Au niveau des financements, le DGITM a indiqué que le principe d’instaurer une taxe poids lourds de type redevance avait été retiré du projet de loi suite à une réunion avec les organisations professionnelles du transport routier au début de la période de contestation sociale des « gilets jaunes » pour éviter que les routiers ne rejoignent ce mouvement. Il a également indiqué qu’il ne serait pas surpris que ce point revienne par un amendement gouvernemental ou parlementaire (d’abord de façon affirmative puis suite à nos réactions en presentant cela comme une hypothèse). Concernant les services maîtrise d’ouvrage et le transfert vers les DIR, les choses sont ouvertes par l’administration.
Nous avons dénoncé les contradictions du DGTIM qui disait que la décision du gouvernement était de ne pas encore diffuser le rapport qui, d’après lui, n’était pas dogmatique mais ce n’est pas que nous constatons avec la reprise du principe de création d’un opérateur national porté par certains hauts fonctionnaires… De plus nous avons rappelé les annonces de la ministre des Transports de l’absence de taxe poids lourds avait été faite avant le mouvement des gilets jaunes. Ce qui a été contredit par le DGTIM. La ministre aurait-elle menti ?
Par ailleurs, nous avons rappelé notre opposition à la création d’un opérateur unique qui est la première étape d’une privatisation. Nous nous sommes insurgés contre les propos de « hauts-fonctionnaires » qui regrettent les contraintes liés aux structures publiques alors qu’il s’agit d’un service public financé par de l’argent public et qui voudraient pour les DIR un fonctionnement de société d’autoroute.

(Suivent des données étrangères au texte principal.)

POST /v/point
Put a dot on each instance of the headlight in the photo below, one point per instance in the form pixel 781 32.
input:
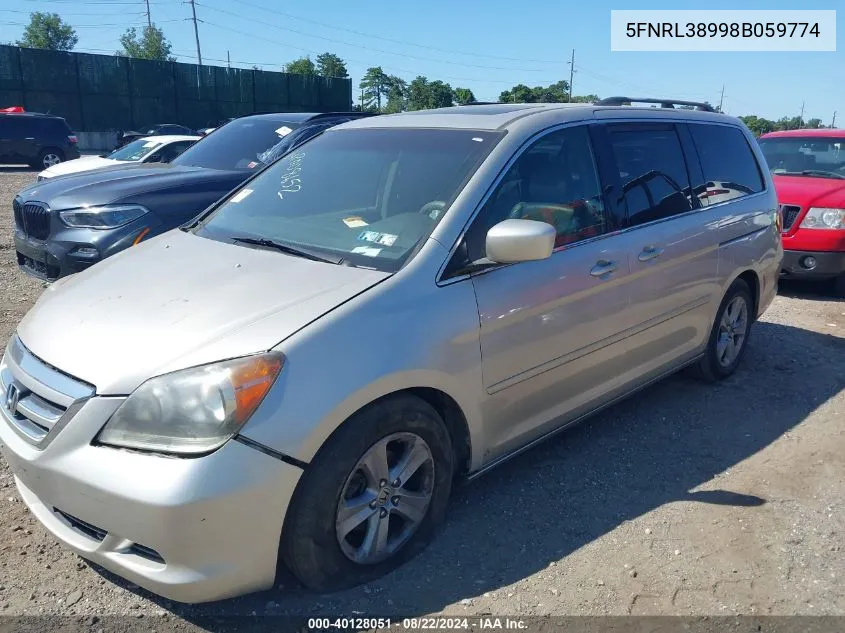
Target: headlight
pixel 194 410
pixel 824 218
pixel 107 217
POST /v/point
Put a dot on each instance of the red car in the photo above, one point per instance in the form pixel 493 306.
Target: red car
pixel 809 173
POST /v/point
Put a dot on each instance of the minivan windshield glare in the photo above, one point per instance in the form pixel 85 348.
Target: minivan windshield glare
pixel 236 145
pixel 366 197
pixel 135 150
pixel 812 157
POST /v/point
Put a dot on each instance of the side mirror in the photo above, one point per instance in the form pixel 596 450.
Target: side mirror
pixel 513 241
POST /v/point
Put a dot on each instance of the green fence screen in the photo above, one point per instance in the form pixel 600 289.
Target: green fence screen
pixel 101 93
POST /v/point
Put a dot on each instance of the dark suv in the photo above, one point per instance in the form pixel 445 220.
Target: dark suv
pixel 40 140
pixel 66 224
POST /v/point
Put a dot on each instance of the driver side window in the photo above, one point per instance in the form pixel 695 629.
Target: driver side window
pixel 553 181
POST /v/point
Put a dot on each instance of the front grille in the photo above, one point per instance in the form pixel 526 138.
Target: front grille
pixel 33 218
pixel 790 213
pixel 35 397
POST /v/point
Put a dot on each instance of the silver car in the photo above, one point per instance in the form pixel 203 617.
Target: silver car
pixel 297 376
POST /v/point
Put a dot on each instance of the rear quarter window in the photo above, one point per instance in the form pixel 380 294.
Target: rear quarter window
pixel 730 167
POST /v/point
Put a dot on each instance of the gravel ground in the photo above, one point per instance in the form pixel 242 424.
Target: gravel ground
pixel 686 499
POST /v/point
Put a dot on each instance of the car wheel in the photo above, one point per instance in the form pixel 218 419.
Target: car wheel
pixel 729 336
pixel 49 157
pixel 371 498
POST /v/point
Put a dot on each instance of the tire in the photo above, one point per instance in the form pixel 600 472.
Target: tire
pixel 713 366
pixel 48 157
pixel 311 546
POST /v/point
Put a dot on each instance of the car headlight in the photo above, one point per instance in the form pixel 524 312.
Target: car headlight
pixel 193 411
pixel 105 217
pixel 823 218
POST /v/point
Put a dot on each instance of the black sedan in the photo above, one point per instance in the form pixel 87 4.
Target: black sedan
pixel 68 223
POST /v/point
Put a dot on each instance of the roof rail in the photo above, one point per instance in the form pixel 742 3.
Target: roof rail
pixel 664 103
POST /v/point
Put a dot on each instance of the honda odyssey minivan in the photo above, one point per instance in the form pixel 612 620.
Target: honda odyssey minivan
pixel 295 377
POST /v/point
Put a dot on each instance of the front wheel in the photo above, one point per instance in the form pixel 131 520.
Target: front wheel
pixel 372 498
pixel 729 336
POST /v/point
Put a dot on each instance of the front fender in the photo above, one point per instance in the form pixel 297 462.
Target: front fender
pixel 399 335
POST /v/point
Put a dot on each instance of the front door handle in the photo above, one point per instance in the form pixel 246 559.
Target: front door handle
pixel 603 267
pixel 649 253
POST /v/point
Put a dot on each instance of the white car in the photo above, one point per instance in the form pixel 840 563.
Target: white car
pixel 150 149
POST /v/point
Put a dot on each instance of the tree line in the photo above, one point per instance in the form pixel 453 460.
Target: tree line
pixel 379 91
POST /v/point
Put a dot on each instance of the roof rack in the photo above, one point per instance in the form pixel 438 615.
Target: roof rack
pixel 664 103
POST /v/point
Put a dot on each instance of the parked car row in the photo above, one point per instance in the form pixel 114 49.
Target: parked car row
pixel 354 311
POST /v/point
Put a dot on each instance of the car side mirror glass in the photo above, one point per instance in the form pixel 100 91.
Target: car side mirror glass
pixel 514 241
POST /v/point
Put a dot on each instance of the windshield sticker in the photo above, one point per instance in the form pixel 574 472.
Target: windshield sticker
pixel 290 181
pixel 354 222
pixel 385 239
pixel 241 195
pixel 369 251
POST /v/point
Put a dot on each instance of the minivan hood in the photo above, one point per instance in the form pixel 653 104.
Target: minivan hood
pixel 807 192
pixel 179 301
pixel 121 183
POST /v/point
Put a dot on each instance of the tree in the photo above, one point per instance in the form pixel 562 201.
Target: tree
pixel 150 45
pixel 374 85
pixel 520 93
pixel 47 30
pixel 397 93
pixel 424 94
pixel 330 65
pixel 464 96
pixel 301 66
pixel 558 92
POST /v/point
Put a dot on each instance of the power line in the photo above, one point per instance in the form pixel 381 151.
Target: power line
pixel 377 50
pixel 395 41
pixel 357 61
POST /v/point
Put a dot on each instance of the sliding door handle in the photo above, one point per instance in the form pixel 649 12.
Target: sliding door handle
pixel 649 253
pixel 602 268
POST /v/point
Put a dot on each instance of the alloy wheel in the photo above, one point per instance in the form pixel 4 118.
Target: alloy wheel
pixel 385 498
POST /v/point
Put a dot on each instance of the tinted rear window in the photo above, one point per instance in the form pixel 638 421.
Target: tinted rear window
pixel 729 166
pixel 653 173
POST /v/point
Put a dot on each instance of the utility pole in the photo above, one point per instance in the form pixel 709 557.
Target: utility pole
pixel 196 31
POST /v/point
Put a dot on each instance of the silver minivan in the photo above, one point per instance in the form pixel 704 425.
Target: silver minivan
pixel 296 377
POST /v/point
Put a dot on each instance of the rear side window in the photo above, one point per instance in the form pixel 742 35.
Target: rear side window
pixel 652 172
pixel 730 168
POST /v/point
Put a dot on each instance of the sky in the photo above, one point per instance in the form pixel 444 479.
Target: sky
pixel 487 46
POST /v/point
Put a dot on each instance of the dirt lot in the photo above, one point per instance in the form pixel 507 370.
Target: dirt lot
pixel 687 499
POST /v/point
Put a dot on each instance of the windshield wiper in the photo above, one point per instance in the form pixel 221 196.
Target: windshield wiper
pixel 288 250
pixel 815 173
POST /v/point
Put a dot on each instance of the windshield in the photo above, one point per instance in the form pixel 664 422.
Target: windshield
pixel 135 150
pixel 236 145
pixel 366 196
pixel 813 157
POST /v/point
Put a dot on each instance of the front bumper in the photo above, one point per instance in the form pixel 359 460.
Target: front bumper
pixel 823 264
pixel 58 256
pixel 189 529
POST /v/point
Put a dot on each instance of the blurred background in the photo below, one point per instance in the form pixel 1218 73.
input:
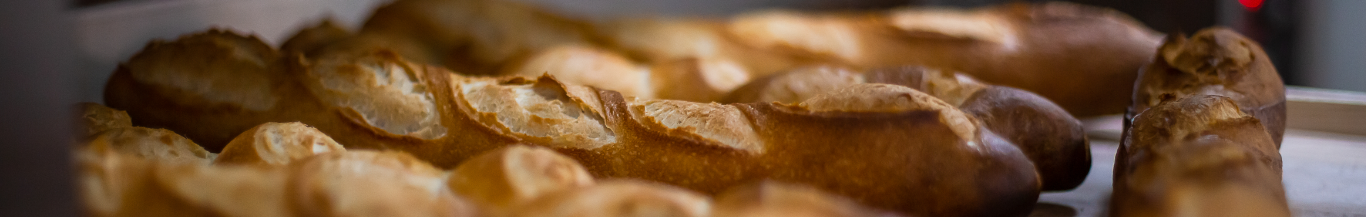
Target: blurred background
pixel 59 52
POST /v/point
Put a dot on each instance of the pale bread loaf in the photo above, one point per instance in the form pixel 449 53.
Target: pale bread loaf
pixel 276 143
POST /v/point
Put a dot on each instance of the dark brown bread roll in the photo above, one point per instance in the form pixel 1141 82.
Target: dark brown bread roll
pixel 883 145
pixel 1217 62
pixel 1198 156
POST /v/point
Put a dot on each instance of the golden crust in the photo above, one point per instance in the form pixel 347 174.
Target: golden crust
pixel 276 143
pixel 618 198
pixel 94 119
pixel 783 199
pixel 579 64
pixel 370 183
pixel 888 158
pixel 150 143
pixel 1215 62
pixel 697 79
pixel 1198 156
pixel 1052 138
pixel 504 179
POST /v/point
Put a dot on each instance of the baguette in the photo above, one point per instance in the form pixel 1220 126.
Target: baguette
pixel 1032 47
pixel 618 198
pixel 506 179
pixel 782 199
pixel 1217 62
pixel 370 183
pixel 1052 138
pixel 276 143
pixel 887 146
pixel 150 143
pixel 1198 156
pixel 691 79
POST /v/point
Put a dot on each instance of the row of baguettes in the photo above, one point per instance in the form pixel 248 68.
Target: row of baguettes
pixel 279 169
pixel 1082 58
pixel 885 146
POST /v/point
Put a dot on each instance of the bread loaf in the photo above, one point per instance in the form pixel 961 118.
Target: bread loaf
pixel 1052 138
pixel 1032 47
pixel 94 119
pixel 887 146
pixel 503 180
pixel 1217 62
pixel 150 143
pixel 370 183
pixel 691 79
pixel 619 198
pixel 1198 156
pixel 782 199
pixel 276 143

En outre, FO a vivement réagi contre la méthode complètement dénuée de dialogue social, concernant l’impact sur le devenir des Personnels de la DIR Est, alors que dans le projet de loi figure déjà la méthodologie juridique de leur transfert à la Collectivité unique d’Alsace, comme par exemple, le rattachement à la loi de 2009 pour permettre le transferts des OPA de ce secteur! Le DGITM a beau dire que ce dossier est porté par la DGCL, il n’en est pas moins vrai que ce sont bien pour l’instant des Personnels du MTES qui sont impactés ! La violence de ces méthodes entraîneront également la violence dans la réaction des personnels !
La SG, ne niant pas ce fait, a proposé que le point sur l’impact du transferts des personnels soit examiné rapidement dans une réunion spécifique, sous autorité du DGITM.